WASHINGTON, D.C. 20549

FORM 8-K

CURRENT REPORT

Pursuant to Section 13 or 15(d) of the Securities Exchange Act of 1934

     
Date of Report (Date of Earliest Event Reported):   January 14, 2013

Endeavour International Corporation
__________________________________________
(Exact name of registrant as specified in its charter)

     
Nevada 001-32212 88-0448389
_____________________
(State or other jurisdiction
_____________
(Commission
______________
(I.R.S. Employer
of incorporation) File Number) Identification No.)
      
811 Main Street, Suite 2100, Houston, Texas   77002
_________________________________
(Address of principal executive offices)
  ___________
(Zip Code)
     
Registrant’s telephone number, including area code:   (713) 307-8700

Not Applicable
______________________________________________
Former name or former address, if changed since last report

 

Check the appropriate box below if the Form 8-K filing is intended to simultaneously satisfy the filing obligation of the registrant under any of the following provisions:

[  ]  Written communications pursuant to Rule 425 under the Securities Act (17 CFR 230.425)
[  ]  Soliciting material pursuant to Rule 14a-12 under the Exchange Act (17 CFR 240.14a-12)
[  ]  Pre-commencement communications pursuant to Rule 14d-2(b) under the Exchange Act (17 CFR 240.14d-2(b))
[  ]  Pre-commencement communications pursuant to Rule 13e-4(c) under the Exchange Act (17 CFR 240.13e-4(c))


Item 3.03   Material Modification to Rights of Security Holders.

The information set forth below under Item 5.03 regarding certain amendments (the “Amendments”) to the Amended and Restated Bylaws (the “Bylaws”) of Endeavour International Corporation (the “Company”) is incorporated by reference into this Item 3.03.

Item 5.03   Amendments to Articles of Incorporation or Bylaws; Change in Fiscal Year.
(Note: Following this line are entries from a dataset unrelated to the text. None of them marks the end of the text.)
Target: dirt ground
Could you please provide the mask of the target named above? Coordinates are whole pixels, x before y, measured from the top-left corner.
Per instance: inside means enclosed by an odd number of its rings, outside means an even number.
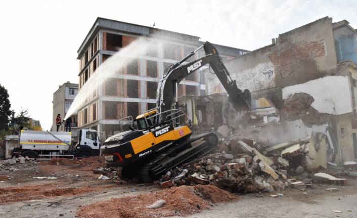
[[[314,188],[305,191],[288,188],[281,193],[283,196],[273,198],[272,193],[232,194],[211,186],[162,189],[157,184],[98,180],[99,175],[94,174],[93,169],[103,165],[101,158],[92,157],[52,160],[17,171],[0,172],[0,217],[300,217],[302,210],[311,211],[301,217],[330,217],[323,213],[332,212],[331,208],[314,210],[323,208],[325,203],[340,203],[334,209],[351,211],[337,214],[339,217],[357,217],[350,216],[355,209],[348,207],[351,201],[353,205],[357,203],[355,178],[348,178],[346,186],[314,184]],[[57,179],[33,179],[37,177]],[[339,191],[326,190],[332,187]],[[166,202],[163,207],[146,207],[159,199]],[[324,215],[314,215],[319,214]]]

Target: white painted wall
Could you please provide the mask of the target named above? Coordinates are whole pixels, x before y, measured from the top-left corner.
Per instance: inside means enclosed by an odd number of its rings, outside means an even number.
[[[255,92],[275,87],[275,71],[271,62],[259,63],[239,73],[233,70],[231,73],[240,89],[247,89],[250,92]]]
[[[320,113],[341,115],[353,112],[347,76],[329,76],[282,89],[283,99],[304,93],[314,98],[311,106]]]
[[[233,79],[237,81],[238,88],[248,89],[250,92],[271,89],[275,87],[275,72],[272,62],[259,63],[253,67],[242,69],[228,68]],[[227,93],[221,83],[214,75],[207,73],[207,78],[212,78],[208,80],[208,94]]]
[[[69,95],[69,88],[74,89],[74,95]],[[78,94],[78,88],[76,87],[66,87],[65,88],[65,99],[74,100]]]

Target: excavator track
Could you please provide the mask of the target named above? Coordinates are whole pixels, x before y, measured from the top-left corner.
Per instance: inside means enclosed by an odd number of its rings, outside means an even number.
[[[210,152],[217,143],[216,135],[210,133],[198,135],[185,143],[176,145],[145,163],[141,169],[142,179],[145,183],[152,183],[170,169]]]

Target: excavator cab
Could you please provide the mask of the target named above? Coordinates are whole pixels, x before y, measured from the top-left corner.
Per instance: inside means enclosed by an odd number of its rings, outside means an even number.
[[[157,123],[155,115],[157,110],[154,109],[138,115],[134,120],[134,126],[138,129],[148,129]]]

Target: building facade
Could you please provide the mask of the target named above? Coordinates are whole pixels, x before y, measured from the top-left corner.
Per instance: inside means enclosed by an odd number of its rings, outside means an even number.
[[[62,120],[64,118],[77,93],[78,84],[67,81],[60,85],[58,89],[53,94],[52,131],[56,130],[56,117],[57,114],[61,114]],[[77,114],[73,114],[71,118],[71,132],[75,141],[77,135]],[[65,131],[64,128],[65,124],[63,124],[59,131]]]
[[[252,92],[253,102],[266,98],[280,111],[284,134],[271,134],[276,139],[322,133],[333,162],[357,158],[356,30],[347,21],[319,19],[228,60],[226,66],[238,87]],[[207,76],[207,94],[224,93],[214,76]]]
[[[79,127],[97,130],[102,140],[119,132],[119,119],[128,115],[135,118],[155,107],[157,84],[165,69],[203,43],[198,36],[98,18],[77,51],[79,91],[106,60],[140,37],[159,40],[150,52],[140,58],[123,57],[125,67],[94,87],[93,94],[78,111]],[[247,52],[216,46],[227,60]],[[204,93],[205,76],[201,72],[193,73],[181,83],[178,96]]]

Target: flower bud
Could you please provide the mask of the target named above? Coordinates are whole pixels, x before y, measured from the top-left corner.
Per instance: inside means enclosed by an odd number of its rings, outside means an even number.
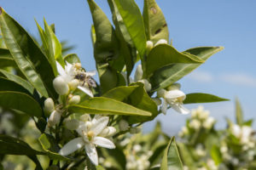
[[[71,90],[75,90],[79,85],[79,81],[78,79],[73,79],[70,82],[68,82],[68,86]]]
[[[166,95],[166,90],[165,90],[165,89],[160,89],[160,90],[157,91],[157,97],[159,97],[159,98],[164,98],[165,95]]]
[[[48,119],[48,126],[53,127],[55,125],[58,124],[61,121],[61,112],[54,110],[50,114],[50,116]]]
[[[79,122],[77,119],[65,119],[64,126],[69,130],[75,130],[79,126]]]
[[[154,44],[154,46],[157,46],[157,45],[159,45],[159,44],[167,44],[168,42],[167,42],[167,41],[166,40],[165,40],[165,39],[160,39],[155,44]]]
[[[142,80],[143,76],[143,68],[142,68],[142,65],[138,65],[137,66],[137,69],[136,69],[136,71],[135,71],[134,81],[138,82],[139,80]]]
[[[79,95],[74,95],[68,100],[68,104],[70,104],[70,105],[79,104],[79,102],[80,102]]]
[[[119,128],[120,131],[126,131],[129,128],[129,123],[127,121],[122,119],[119,122]]]
[[[68,94],[68,85],[61,76],[55,77],[53,81],[53,85],[58,94],[65,95]]]
[[[47,98],[44,100],[44,110],[45,113],[49,114],[55,110],[55,103],[51,98]]]

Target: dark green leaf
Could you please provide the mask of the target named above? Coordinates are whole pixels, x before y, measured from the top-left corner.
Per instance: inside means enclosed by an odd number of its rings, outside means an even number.
[[[148,111],[104,97],[94,97],[79,105],[71,105],[68,110],[71,112],[81,114],[151,116],[151,113]]]
[[[154,43],[160,39],[169,41],[167,24],[155,0],[144,0],[143,20],[148,40]]]
[[[20,92],[0,92],[0,105],[23,111],[32,116],[42,116],[39,104],[28,94]]]
[[[55,75],[47,58],[28,33],[0,8],[0,26],[3,39],[20,70],[35,88],[45,97],[55,97]]]
[[[149,76],[157,69],[174,63],[195,64],[203,60],[188,53],[179,53],[172,46],[160,44],[151,49],[146,61],[146,73]]]
[[[188,94],[183,104],[194,104],[194,103],[210,103],[210,102],[218,102],[218,101],[228,101],[230,99],[219,98],[218,96],[209,94]]]
[[[223,47],[200,47],[188,49],[185,52],[196,55],[206,61],[211,55],[223,48]],[[150,77],[152,90],[155,91],[170,86],[200,65],[201,64],[173,64],[157,70]]]

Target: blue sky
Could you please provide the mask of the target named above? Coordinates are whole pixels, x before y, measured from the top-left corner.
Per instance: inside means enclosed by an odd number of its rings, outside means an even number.
[[[96,0],[111,19],[107,0]],[[137,0],[143,7],[143,0]],[[158,0],[165,14],[170,38],[180,51],[197,46],[224,46],[194,73],[180,81],[186,94],[204,92],[231,101],[207,104],[205,108],[224,126],[224,116],[234,117],[234,99],[238,97],[247,118],[255,117],[256,105],[256,1]],[[90,29],[92,24],[85,0],[0,0],[0,5],[31,34],[38,37],[34,22],[43,26],[45,17],[55,23],[56,36],[75,45],[87,70],[95,70]],[[189,105],[195,108],[196,105]],[[165,130],[173,134],[186,116],[170,110],[160,116]],[[150,129],[154,122],[146,125]],[[255,126],[254,126],[255,127]],[[172,131],[172,133],[170,133]]]

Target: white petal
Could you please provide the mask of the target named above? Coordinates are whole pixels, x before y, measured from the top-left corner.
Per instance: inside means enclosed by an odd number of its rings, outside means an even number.
[[[98,154],[95,145],[90,143],[85,144],[85,151],[91,162],[97,166],[99,164]]]
[[[163,101],[163,105],[161,106],[161,111],[163,112],[163,114],[166,115],[167,103],[166,103],[166,99],[164,99],[164,101]]]
[[[61,156],[67,156],[75,150],[82,148],[84,145],[84,142],[82,138],[76,138],[67,143],[63,148],[59,151]]]
[[[165,94],[165,98],[166,99],[176,99],[180,97],[183,98],[183,99],[184,99],[186,94],[183,91],[177,89],[167,91],[167,93]]]
[[[108,116],[102,116],[96,122],[92,121],[93,124],[90,130],[92,131],[96,136],[98,135],[104,128],[106,128],[108,119]]]
[[[58,71],[59,74],[61,76],[66,76],[67,73],[66,73],[65,70],[63,69],[63,67],[58,61],[56,61],[56,65],[57,65],[57,71]]]
[[[182,104],[171,105],[171,107],[174,109],[176,111],[183,115],[187,115],[190,112],[190,110],[185,108]]]
[[[79,86],[78,88],[83,91],[84,93],[87,94],[90,97],[93,97],[93,94],[89,88],[85,88],[84,86]]]
[[[103,137],[96,136],[93,138],[92,142],[93,142],[93,144],[102,146],[102,147],[104,147],[104,148],[108,148],[108,149],[115,148],[114,144],[111,140],[109,140],[106,138],[103,138]]]

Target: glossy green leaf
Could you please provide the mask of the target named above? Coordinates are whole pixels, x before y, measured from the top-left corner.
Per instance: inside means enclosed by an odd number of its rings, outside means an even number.
[[[68,110],[82,114],[151,116],[151,113],[148,111],[104,97],[94,97],[79,105],[71,105],[68,107]]]
[[[148,40],[154,43],[160,39],[169,42],[167,24],[155,0],[144,0],[143,20]]]
[[[27,81],[24,80],[20,76],[18,76],[9,71],[0,69],[0,76],[1,76],[1,74],[3,74],[9,80],[11,80],[11,81],[20,84],[20,86],[22,86],[28,92],[30,92],[30,94],[33,94],[33,91],[34,91],[33,87]]]
[[[124,23],[124,29],[120,29],[125,41],[132,41],[134,46],[137,49],[141,56],[144,55],[146,48],[146,34],[143,19],[140,9],[134,0],[113,0],[114,7],[116,7],[115,14],[118,21],[120,20]],[[130,37],[125,35],[129,34]],[[127,39],[129,38],[129,39]]]
[[[44,155],[44,152],[33,150],[26,142],[8,135],[0,134],[0,155]]]
[[[211,102],[219,102],[219,101],[228,101],[230,99],[219,98],[218,96],[209,94],[188,94],[183,104],[194,104],[194,103],[211,103]]]
[[[223,48],[223,47],[200,47],[188,49],[186,53],[196,55],[206,61],[211,55]],[[173,64],[157,70],[150,77],[152,90],[155,91],[170,86],[200,65],[201,64]]]
[[[183,170],[183,163],[176,145],[175,138],[172,137],[165,150],[160,164],[160,170]]]
[[[69,54],[64,57],[66,62],[73,64],[73,63],[81,63],[79,56],[76,54]]]
[[[52,160],[63,160],[68,161],[69,158],[65,157],[58,154],[59,147],[55,143],[55,139],[49,134],[43,133],[38,139],[43,150],[46,152],[46,155]]]
[[[154,47],[146,61],[146,73],[149,76],[154,71],[174,63],[195,64],[203,60],[195,55],[179,53],[172,46],[160,44]]]
[[[236,120],[240,126],[243,124],[243,113],[238,99],[236,99]]]
[[[20,92],[0,91],[0,106],[15,109],[31,116],[42,116],[39,104],[28,94]]]
[[[40,48],[2,8],[0,26],[7,48],[27,80],[43,96],[55,98],[52,84],[55,75]]]

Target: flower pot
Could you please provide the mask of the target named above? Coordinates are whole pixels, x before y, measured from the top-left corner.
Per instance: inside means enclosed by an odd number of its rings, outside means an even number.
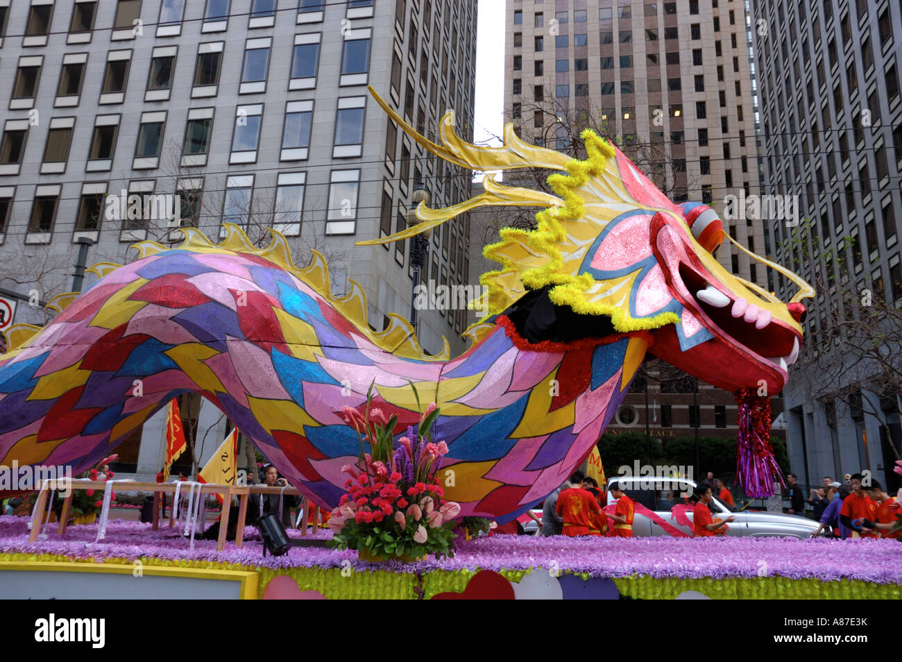
[[[402,554],[400,556],[395,555],[383,556],[381,554],[373,554],[365,547],[360,549],[357,552],[357,556],[360,557],[361,561],[366,561],[368,563],[384,563],[385,561],[403,561],[404,563],[413,563],[414,561],[426,560],[425,554],[420,556],[411,556],[410,554]]]

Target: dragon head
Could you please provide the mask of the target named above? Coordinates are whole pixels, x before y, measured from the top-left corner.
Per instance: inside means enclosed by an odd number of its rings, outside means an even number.
[[[493,175],[483,192],[443,209],[417,209],[420,223],[377,244],[411,236],[480,207],[544,207],[535,230],[505,228],[486,257],[502,269],[483,274],[482,301],[490,314],[514,306],[530,290],[576,316],[603,316],[613,332],[651,333],[650,352],[720,388],[759,388],[786,383],[798,356],[805,307],[814,290],[796,274],[755,255],[724,232],[710,207],[671,202],[613,144],[583,132],[584,160],[523,143],[505,127],[502,147],[462,141],[453,115],[440,127],[444,146],[428,141],[378,96],[382,107],[428,150],[458,165],[482,170],[543,168],[557,196],[502,186]],[[714,257],[729,240],[750,259],[776,270],[799,287],[783,302],[758,285],[730,273]],[[572,316],[570,316],[572,319]],[[586,317],[589,319],[589,317]],[[597,331],[599,325],[586,324]]]

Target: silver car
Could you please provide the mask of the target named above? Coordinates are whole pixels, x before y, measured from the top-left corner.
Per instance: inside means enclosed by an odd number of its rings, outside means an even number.
[[[684,533],[692,535],[692,529],[688,527],[676,523],[676,519],[671,519],[670,509],[676,503],[686,503],[681,492],[686,493],[686,488],[695,489],[694,481],[685,479],[667,478],[642,478],[638,476],[618,477],[626,492],[626,495],[636,503],[640,503],[661,518],[667,524],[670,524]],[[667,499],[672,496],[673,501]],[[691,500],[690,500],[691,501]],[[616,503],[610,492],[608,493],[608,503]],[[716,497],[713,497],[708,504],[711,509],[712,517],[725,519],[730,516],[735,517],[736,520],[730,522],[727,526],[728,536],[758,536],[758,537],[786,537],[786,538],[808,538],[813,532],[817,530],[818,522],[797,515],[785,515],[777,512],[759,512],[757,510],[731,510],[724,503]],[[541,518],[541,510],[534,510],[535,514]],[[692,521],[692,510],[686,512],[686,518]],[[523,524],[523,528],[528,534],[536,535],[538,527],[535,522],[529,520]],[[645,515],[638,512],[632,522],[633,536],[669,536],[660,526],[652,522]]]

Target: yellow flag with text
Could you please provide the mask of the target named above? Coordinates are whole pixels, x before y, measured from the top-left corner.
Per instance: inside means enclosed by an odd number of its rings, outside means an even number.
[[[238,461],[238,428],[233,428],[226,440],[216,448],[200,474],[199,483],[209,483],[216,485],[234,485],[237,473]],[[223,502],[221,494],[216,494],[216,501]]]
[[[589,454],[587,464],[588,466],[585,469],[585,474],[589,478],[594,478],[595,483],[599,485],[603,485],[606,483],[604,478],[604,467],[602,466],[602,454],[598,452],[597,446],[593,448],[592,453]]]

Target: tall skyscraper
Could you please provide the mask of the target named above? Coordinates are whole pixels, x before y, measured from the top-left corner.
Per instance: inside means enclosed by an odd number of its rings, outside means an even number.
[[[773,225],[775,255],[819,290],[805,302],[804,372],[785,390],[790,458],[812,483],[864,469],[895,487],[902,9],[756,0],[752,19],[764,184],[808,220]]]
[[[427,135],[453,108],[472,137],[475,30],[476,0],[0,2],[0,288],[67,291],[80,237],[88,264],[180,241],[158,199],[179,194],[181,225],[215,240],[230,221],[264,244],[274,227],[299,263],[326,256],[334,293],[361,284],[372,326],[407,317],[408,244],[354,244],[406,225],[420,184],[431,207],[466,199],[470,174],[428,156],[367,86]],[[466,282],[466,223],[432,234],[424,281]],[[462,349],[465,312],[420,311],[424,348],[444,335]],[[44,320],[23,302],[14,321]],[[218,410],[183,409],[212,452]],[[160,468],[161,422],[123,447],[140,474]]]

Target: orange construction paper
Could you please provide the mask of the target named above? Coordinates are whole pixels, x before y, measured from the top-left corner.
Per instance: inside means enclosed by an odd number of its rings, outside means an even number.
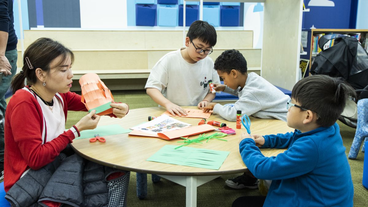
[[[154,134],[149,134],[148,133],[145,133],[143,131],[141,131],[139,130],[133,130],[130,132],[128,134],[130,135],[137,135],[137,136],[144,136],[145,137],[157,137],[158,138],[161,138],[162,139],[163,138],[162,137],[160,137],[158,135],[155,135]],[[187,138],[188,136],[184,136],[182,137],[184,138]]]
[[[157,135],[159,138],[162,138],[166,140],[176,139],[184,136],[190,136],[199,134],[209,131],[216,129],[215,127],[209,124],[202,124],[201,125],[188,126],[185,128],[166,131],[162,133],[159,133]]]
[[[84,75],[79,79],[79,84],[82,89],[81,101],[89,110],[111,103],[114,100],[111,91],[95,73]],[[106,115],[112,112],[113,109],[110,108],[97,113],[97,115]]]
[[[179,117],[187,117],[188,118],[204,118],[208,119],[211,116],[212,111],[210,112],[204,113],[202,109],[183,109],[185,110],[185,112],[188,114],[187,116],[181,115],[181,116],[179,116],[178,115],[173,116],[171,113],[167,111],[166,111],[162,114],[166,114],[170,116]]]
[[[158,137],[158,135],[155,135],[149,133],[146,133],[141,131],[139,130],[135,130],[132,131],[128,134],[130,135],[137,135],[138,136],[144,136],[145,137]]]

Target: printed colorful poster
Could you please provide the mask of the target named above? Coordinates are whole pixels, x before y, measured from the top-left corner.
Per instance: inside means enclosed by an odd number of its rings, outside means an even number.
[[[167,115],[163,115],[148,122],[130,129],[151,134],[157,135],[158,133],[179,129],[190,126],[191,124],[190,124],[178,121]]]

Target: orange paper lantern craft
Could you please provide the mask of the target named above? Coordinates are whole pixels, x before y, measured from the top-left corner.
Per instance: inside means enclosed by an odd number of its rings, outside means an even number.
[[[99,116],[113,112],[110,106],[111,101],[114,100],[111,92],[107,88],[98,75],[95,73],[87,73],[79,79],[82,89],[81,101],[91,112],[96,110]]]

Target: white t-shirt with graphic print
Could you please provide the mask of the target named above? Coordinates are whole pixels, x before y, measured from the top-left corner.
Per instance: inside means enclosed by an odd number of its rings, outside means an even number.
[[[169,101],[179,106],[197,106],[209,91],[208,81],[220,83],[213,69],[213,61],[208,56],[195,63],[183,58],[182,48],[165,55],[151,71],[145,87],[154,88]]]

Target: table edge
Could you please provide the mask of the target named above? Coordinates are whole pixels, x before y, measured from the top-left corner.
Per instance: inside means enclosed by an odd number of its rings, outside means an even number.
[[[232,174],[236,174],[237,173],[244,173],[245,172],[249,171],[249,170],[246,167],[244,167],[244,169],[237,169],[236,170],[233,170],[229,171],[219,171],[213,172],[167,172],[167,171],[151,171],[151,170],[142,170],[140,169],[135,168],[129,168],[127,167],[125,167],[124,166],[121,166],[120,165],[114,165],[109,163],[108,162],[103,162],[101,161],[96,159],[87,156],[85,154],[82,153],[78,151],[78,150],[75,148],[75,147],[72,144],[71,144],[70,145],[71,146],[73,150],[74,150],[74,152],[77,153],[78,155],[88,159],[90,161],[92,161],[98,164],[99,164],[102,165],[104,166],[107,166],[108,167],[110,167],[113,168],[117,169],[123,170],[125,170],[127,171],[129,171],[130,172],[139,172],[141,173],[146,173],[147,174],[155,174],[156,175],[173,175],[176,176],[206,176],[210,175],[229,175]]]

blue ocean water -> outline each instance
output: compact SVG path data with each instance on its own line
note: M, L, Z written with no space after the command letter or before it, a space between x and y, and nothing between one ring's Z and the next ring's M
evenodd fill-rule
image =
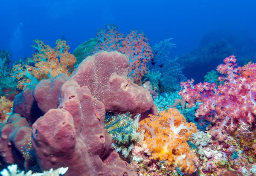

On January 14, 2013, the Board of Directors (the “Board”) of the Company approved the Amendments, effective immediately. The Amendments include, among other things, the following changes:

    The Amendments establish specific procedures relating to a special meeting requested by stockholders. Specifically, the Board is empowered to fix the date, time, place and record date for a requested special meeting. Furthermore, the Amendments provide that a special meeting shall not be held in circumstances where the business has been addressed or will be addressed at an annual or other special meeting occurring within a certain time before or after the request is made.

    The presiding officer has the power to adjourn any meeting of stockholders at which a quorum is not present or represented.

    The Bylaws now provide that all actions required or permitted to be taken by stockholders must be taken at a duly held meeting at which a quorum is present. Previously, stockholders were permitted to act by written consent in lieu of a meeting.

    In order for stockholder proposals and director nominations to be properly brought before an annual meeting, notice of such proposals or director nominations must be received by the secretary of the Company not later than the close of business on the 90th day, nor earlier than the close of business on the 120th day in advance of the anniversary of the previous year’s annual meeting (other than with respect to any annual meeting held prior to June 30, 2013, notice for which must be received not later than the close of business on the 60th day following the first public disclosure of the Amendments). The notice must include specified information about the proposing stockholder (and, if made on behalf of a beneficial owner, about such beneficial owner), the director nominee (if applicable), beneficial ownership of Company securities (including derivatives and other hedging arrangements) and certain voting and other arrangements. Stockholders eligible to vote at any special meeting called to elect a director or directors may nominate a director or directors for election if (i) they deliver a notice meeting the same content requirements as for an annual meeting and (ii) such notice is delivered not later than the close of business on the 90th day prior to such special meeting and not earlier than the close of business on the later of the 120th day prior to such special meeting or the tenth day following the first public disclosure of the date of the special meeting.

The foregoing description of the Amendments is qualified in its entirety by reference to the complete text of the Amendments, a copy of which is filed as Exhibit 3.1 to this Current Report on Form 8-K and incorporated by reference herein.

Item 9.01   Financial Statements and Exhibits.

(d) Exhibits.

     
3.1
  Amendments to the Amended and Restated Bylaws of Endeavour International
Corporation effective January 14, 2013.


SIGNATURES

Pursuant to the requirements of the Securities Exchange Act of 1934, the registrant has duly caused this report to be signed on its behalf by the undersigned hereunto duly authorized.

         
    Endeavour International Corporation
          
January 14, 2013   By:   /s/ Stanley W. Farmer
       
        Name: Stanley W. Farmer
        Title: Vice President and Chief Accounting Officer


Exhibit Index


     
Exhibit No.   Description

 
3.1
  Amendments to the Amended and Restated Bylaws of Endeavour International Corporation effective January 14, 2013.